We will continue from our last science blog entry that ended on the week of 11 September with the arrival of the new crew on Soyuz MS-06.
SpaceX Dragon CRS-12 was released on 17 September and October saw three spacewalks that required many hours to prepare, both on ground and in space.
A second session of Sarcolab was run with three subjects taking part. Sarcolab uses the Mares installation to monitor how muscles behave in space. Mares is a precision workout machine that can apply pressure to the muscles as well as record exerted strength. Sarcolab-3 will take this data and combine it with samples from the astronaut’s muscles before and after flight together with MRI and ultrasound tests to get a complete picture of how muscles change in weightlessness.
The MagVector experiment is looking at how Earth’s magnetic field influences electrical conductors and two more runs collecting data on the Space Station’s hardware were completed. Extremely sensitive magnetic sensors are placed around and above a conductor with data recorded to a USB stick for later analysis.
The long-running Space Headaches experiment continues and gained new subjects with the crew that arrived on the Soyuz spacecraft. Space Headaches sees astronauts filling out simple questionnaires to gather information on headaches they suffer in space. Many astronauts mention headaches that pass after a few days but researchers are keen to know more.
Paolo and others reported on their sleep to assess how new LED lights on the Space Station are affecting them as they are replaced by older fluorescent light bulbs.
Paolo also started preparing the Combustion Integration Rack that will see five different studies on burning gas flames in space.
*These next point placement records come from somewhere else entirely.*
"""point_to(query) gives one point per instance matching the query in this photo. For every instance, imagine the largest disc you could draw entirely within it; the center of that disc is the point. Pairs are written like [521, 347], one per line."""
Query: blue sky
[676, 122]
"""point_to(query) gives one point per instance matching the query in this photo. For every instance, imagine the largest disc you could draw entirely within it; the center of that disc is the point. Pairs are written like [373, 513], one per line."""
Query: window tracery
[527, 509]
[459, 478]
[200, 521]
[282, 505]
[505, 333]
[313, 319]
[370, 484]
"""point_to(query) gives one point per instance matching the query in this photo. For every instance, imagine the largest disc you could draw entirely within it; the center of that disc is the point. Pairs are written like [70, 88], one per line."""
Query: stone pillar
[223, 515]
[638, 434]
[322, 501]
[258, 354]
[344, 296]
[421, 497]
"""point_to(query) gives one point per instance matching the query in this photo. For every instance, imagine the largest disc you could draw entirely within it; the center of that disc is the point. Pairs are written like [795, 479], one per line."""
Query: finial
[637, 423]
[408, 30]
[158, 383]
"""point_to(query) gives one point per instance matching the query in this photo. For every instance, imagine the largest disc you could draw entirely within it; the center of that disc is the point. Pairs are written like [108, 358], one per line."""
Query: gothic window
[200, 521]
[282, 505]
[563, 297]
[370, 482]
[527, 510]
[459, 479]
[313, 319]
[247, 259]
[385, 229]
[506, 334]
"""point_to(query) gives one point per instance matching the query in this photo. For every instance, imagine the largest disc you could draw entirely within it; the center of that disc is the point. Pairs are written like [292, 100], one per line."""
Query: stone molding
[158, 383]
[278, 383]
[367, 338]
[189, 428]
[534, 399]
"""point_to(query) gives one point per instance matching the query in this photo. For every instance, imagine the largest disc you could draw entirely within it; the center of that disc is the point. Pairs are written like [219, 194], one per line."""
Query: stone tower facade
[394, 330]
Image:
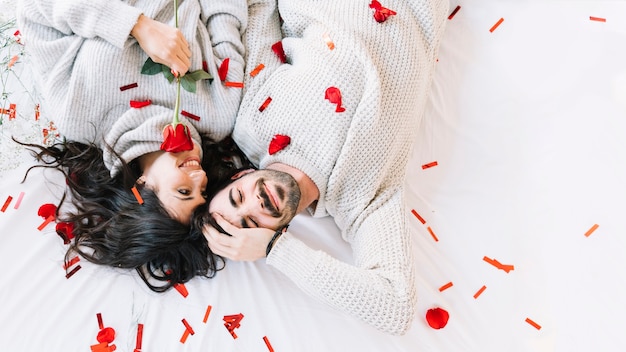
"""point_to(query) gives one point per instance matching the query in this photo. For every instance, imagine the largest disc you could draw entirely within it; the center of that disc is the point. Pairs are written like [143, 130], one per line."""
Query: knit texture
[83, 54]
[357, 157]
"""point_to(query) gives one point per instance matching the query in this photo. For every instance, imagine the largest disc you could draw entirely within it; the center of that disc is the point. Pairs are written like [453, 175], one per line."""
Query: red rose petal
[437, 318]
[278, 143]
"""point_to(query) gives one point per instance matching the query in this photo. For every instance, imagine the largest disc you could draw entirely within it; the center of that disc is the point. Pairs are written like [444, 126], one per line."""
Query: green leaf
[167, 72]
[198, 75]
[188, 83]
[150, 67]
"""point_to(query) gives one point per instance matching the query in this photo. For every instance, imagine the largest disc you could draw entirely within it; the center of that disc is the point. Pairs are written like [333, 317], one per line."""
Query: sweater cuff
[117, 21]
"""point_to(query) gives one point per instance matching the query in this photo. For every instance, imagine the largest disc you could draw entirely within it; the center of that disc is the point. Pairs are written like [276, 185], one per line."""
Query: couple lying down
[332, 92]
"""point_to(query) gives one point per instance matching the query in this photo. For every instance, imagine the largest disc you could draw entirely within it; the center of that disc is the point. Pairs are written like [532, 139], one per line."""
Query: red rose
[176, 138]
[437, 318]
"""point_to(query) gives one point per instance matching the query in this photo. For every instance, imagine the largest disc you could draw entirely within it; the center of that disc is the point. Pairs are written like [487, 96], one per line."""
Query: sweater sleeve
[379, 288]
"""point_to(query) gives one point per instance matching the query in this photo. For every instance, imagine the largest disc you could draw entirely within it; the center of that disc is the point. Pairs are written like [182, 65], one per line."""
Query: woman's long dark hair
[112, 228]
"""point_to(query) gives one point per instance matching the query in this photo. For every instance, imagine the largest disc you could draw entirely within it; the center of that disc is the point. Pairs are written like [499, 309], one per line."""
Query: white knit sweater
[358, 157]
[82, 55]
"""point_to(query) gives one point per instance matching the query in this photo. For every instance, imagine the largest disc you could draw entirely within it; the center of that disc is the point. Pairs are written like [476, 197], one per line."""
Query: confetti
[268, 344]
[265, 104]
[429, 165]
[329, 42]
[454, 12]
[223, 70]
[421, 219]
[277, 48]
[333, 94]
[480, 292]
[591, 230]
[496, 25]
[445, 287]
[19, 200]
[206, 314]
[140, 104]
[535, 325]
[278, 143]
[129, 86]
[257, 70]
[190, 115]
[234, 84]
[432, 234]
[137, 195]
[6, 204]
[507, 268]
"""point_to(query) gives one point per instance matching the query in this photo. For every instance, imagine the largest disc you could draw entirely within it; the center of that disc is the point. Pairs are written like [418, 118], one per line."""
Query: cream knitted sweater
[357, 158]
[82, 55]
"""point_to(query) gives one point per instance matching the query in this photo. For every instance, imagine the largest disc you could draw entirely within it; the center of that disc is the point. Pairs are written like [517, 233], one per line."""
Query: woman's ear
[241, 173]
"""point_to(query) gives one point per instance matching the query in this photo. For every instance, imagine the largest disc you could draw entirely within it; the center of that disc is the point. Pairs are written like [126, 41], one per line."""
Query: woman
[88, 57]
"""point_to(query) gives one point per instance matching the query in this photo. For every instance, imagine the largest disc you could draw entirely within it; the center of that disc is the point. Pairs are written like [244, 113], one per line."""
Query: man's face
[260, 198]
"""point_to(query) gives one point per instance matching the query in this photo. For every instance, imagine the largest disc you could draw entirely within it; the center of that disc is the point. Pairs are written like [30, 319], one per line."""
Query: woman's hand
[243, 244]
[163, 43]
Contained in a closed-off rack to avoid any safety problems, the studies aim to improve fuel efficiency and make fuels more environmentally-friendly.
Another two 36-hour recording of Paolo’s data for the Circadian Rhythms experiment took place. The patch on Paolo’s forehead in some pictures he has posted on social media is recording his body temperature to assess his biological clock. The Space Station astronauts have no natural 24-hour cycle as on Earth, instead sunlight lasts 45 minutes per half-orbit of Earth and they live for months in artificial light. Studying how astronauts’ adapt will help understand our biological clock and help people on Earth who work and live irregular hours.
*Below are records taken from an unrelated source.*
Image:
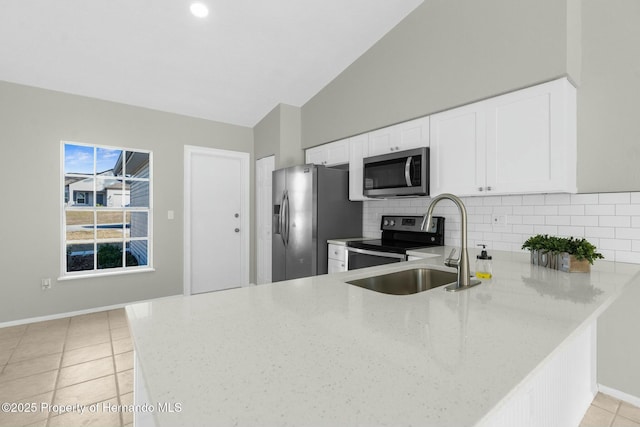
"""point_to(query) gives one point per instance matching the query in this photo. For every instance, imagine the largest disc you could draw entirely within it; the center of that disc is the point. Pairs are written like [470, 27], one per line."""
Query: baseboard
[73, 313]
[620, 395]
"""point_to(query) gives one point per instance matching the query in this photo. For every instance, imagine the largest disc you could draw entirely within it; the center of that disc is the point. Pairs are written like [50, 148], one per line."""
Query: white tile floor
[605, 411]
[81, 360]
[88, 360]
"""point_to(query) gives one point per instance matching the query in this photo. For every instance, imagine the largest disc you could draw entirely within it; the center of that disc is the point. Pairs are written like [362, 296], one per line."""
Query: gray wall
[452, 52]
[278, 133]
[446, 53]
[32, 124]
[609, 97]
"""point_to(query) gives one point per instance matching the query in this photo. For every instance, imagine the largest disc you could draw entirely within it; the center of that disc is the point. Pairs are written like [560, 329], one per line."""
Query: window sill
[117, 272]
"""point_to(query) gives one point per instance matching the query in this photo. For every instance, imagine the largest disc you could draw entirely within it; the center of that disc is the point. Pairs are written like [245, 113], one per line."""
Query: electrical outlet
[498, 220]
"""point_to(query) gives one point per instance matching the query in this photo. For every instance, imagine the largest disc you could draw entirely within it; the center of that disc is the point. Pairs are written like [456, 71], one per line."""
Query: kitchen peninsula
[318, 351]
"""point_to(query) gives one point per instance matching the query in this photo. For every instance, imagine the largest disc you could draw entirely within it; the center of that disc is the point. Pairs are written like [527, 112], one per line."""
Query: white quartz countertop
[320, 352]
[343, 242]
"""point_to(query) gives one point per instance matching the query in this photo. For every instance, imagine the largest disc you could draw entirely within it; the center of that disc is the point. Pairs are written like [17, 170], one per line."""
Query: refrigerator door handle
[407, 170]
[281, 218]
[286, 217]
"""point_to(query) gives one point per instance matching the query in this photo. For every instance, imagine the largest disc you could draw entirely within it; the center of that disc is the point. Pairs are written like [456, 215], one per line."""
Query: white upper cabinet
[521, 142]
[403, 136]
[331, 154]
[358, 150]
[531, 140]
[457, 152]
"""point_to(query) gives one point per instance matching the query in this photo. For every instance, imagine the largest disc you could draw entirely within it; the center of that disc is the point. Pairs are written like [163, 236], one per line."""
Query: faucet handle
[450, 262]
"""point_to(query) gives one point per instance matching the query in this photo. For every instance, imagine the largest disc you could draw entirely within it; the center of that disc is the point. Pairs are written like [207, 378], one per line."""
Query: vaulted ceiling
[233, 66]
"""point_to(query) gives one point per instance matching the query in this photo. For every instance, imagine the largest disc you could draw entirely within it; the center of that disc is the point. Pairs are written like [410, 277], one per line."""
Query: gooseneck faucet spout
[462, 263]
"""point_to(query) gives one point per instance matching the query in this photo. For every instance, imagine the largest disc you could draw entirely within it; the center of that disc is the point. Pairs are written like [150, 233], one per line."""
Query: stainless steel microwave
[398, 174]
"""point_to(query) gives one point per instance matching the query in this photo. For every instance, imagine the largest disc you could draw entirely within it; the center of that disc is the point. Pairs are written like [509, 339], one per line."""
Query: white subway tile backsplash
[627, 210]
[492, 201]
[615, 244]
[600, 210]
[606, 232]
[571, 231]
[626, 256]
[546, 210]
[611, 221]
[571, 210]
[524, 210]
[584, 199]
[628, 233]
[545, 229]
[584, 220]
[608, 254]
[614, 198]
[557, 199]
[513, 200]
[525, 229]
[533, 199]
[557, 220]
[615, 221]
[533, 219]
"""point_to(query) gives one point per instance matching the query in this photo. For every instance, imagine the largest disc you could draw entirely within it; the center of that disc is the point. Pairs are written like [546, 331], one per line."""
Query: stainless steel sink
[407, 282]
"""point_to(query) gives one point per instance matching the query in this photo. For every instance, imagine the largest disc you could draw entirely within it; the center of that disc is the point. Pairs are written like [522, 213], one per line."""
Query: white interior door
[264, 196]
[216, 219]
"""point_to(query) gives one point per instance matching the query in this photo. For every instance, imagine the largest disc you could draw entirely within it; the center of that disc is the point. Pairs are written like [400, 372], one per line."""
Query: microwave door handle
[407, 170]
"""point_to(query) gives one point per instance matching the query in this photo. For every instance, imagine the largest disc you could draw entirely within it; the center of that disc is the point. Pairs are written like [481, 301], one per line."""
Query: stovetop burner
[401, 233]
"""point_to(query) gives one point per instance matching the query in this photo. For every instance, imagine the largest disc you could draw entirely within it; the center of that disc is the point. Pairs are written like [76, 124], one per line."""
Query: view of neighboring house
[137, 195]
[109, 192]
[123, 187]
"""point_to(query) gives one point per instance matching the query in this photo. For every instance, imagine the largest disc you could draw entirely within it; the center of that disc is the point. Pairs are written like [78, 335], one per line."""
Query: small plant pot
[570, 264]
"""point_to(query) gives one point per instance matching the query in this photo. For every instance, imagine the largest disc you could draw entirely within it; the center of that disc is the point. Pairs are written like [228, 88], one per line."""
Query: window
[106, 209]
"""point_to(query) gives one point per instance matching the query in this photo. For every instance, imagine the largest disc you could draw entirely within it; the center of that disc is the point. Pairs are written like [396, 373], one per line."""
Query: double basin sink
[407, 282]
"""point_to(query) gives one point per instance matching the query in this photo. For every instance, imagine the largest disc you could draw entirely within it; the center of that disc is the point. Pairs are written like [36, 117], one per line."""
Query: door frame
[245, 241]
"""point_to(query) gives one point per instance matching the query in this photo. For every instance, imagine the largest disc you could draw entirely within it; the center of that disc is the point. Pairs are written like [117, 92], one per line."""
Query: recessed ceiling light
[199, 10]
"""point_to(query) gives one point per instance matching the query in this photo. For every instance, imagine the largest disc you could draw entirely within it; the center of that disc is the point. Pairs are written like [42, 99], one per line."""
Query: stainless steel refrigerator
[310, 206]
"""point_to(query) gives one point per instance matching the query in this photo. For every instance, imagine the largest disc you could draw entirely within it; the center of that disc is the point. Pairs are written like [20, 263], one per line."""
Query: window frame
[93, 207]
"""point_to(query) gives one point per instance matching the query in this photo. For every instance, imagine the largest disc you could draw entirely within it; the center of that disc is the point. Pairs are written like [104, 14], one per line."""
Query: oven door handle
[377, 253]
[407, 171]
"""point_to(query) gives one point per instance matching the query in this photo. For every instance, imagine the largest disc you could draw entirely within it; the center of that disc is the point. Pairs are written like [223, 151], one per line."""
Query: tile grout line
[55, 385]
[115, 368]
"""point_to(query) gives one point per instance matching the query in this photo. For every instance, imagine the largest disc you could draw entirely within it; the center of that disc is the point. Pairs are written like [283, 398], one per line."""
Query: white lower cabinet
[336, 258]
[520, 142]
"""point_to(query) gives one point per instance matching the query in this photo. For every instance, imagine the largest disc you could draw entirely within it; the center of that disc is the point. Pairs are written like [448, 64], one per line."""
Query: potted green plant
[561, 253]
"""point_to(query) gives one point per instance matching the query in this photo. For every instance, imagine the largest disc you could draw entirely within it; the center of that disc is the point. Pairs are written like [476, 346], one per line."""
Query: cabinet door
[316, 155]
[358, 150]
[413, 134]
[530, 141]
[335, 266]
[336, 252]
[337, 152]
[458, 151]
[385, 140]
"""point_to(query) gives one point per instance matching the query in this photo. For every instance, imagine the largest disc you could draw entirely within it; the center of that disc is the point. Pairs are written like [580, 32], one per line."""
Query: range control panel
[410, 223]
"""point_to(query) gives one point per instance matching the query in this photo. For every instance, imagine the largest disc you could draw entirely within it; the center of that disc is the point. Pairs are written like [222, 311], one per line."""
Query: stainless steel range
[399, 234]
ESA’s MobiPV project was checked and confirmed running as planned by exchanging pictures, notes and video feed with ground control. MobiPV aims to improve how astronauts handle complex tasks by allowing ground control to see what the astronaut sees as well as show the astronaut what steps to take without having him or her look away from their task at hand. A real test where Paolo will do some maintenance work is planned.
Paolo continues to take part in the Canadian At Home In Space experiment. It is collecting information on how Space Station astronauts feel about their house that orbits our planet. Cultural and social aspects are being taken into account to help designers consider how humans interact and cope with isolation and stress for the next generation of spacecraft.
A third Veggie session was started and harvested, growing lettuce in space in three weeks. This NASA greenhouse is growing red romaine, mizuna and green lettuce in space in the European Columbus laboratory.
Europe’s ElectroMagnetic Levitator was prepared for a run that lasted a week in October. The device allows alloys to be melted and cooled in mid-air and observed. The facility can be pumped with pure gas depending on the experiment requirements.
The Kubik incubator-centrifuge was given some love with its temperature sensors calibrated and checked. ESA’s Kubik facility allows for biological experiments to be incubated and stored automatically. It was put away ready for its next experiment.
The PK-4 equipment also got a dust down. The joint Roscosmos-ESA experiment observes ionised gas with dust particles that react as atoms would do on an atomic scale. The machine allows for researchers to see and observe how atoms behave. The facility was maintained by cleaning of pumping of the gas used.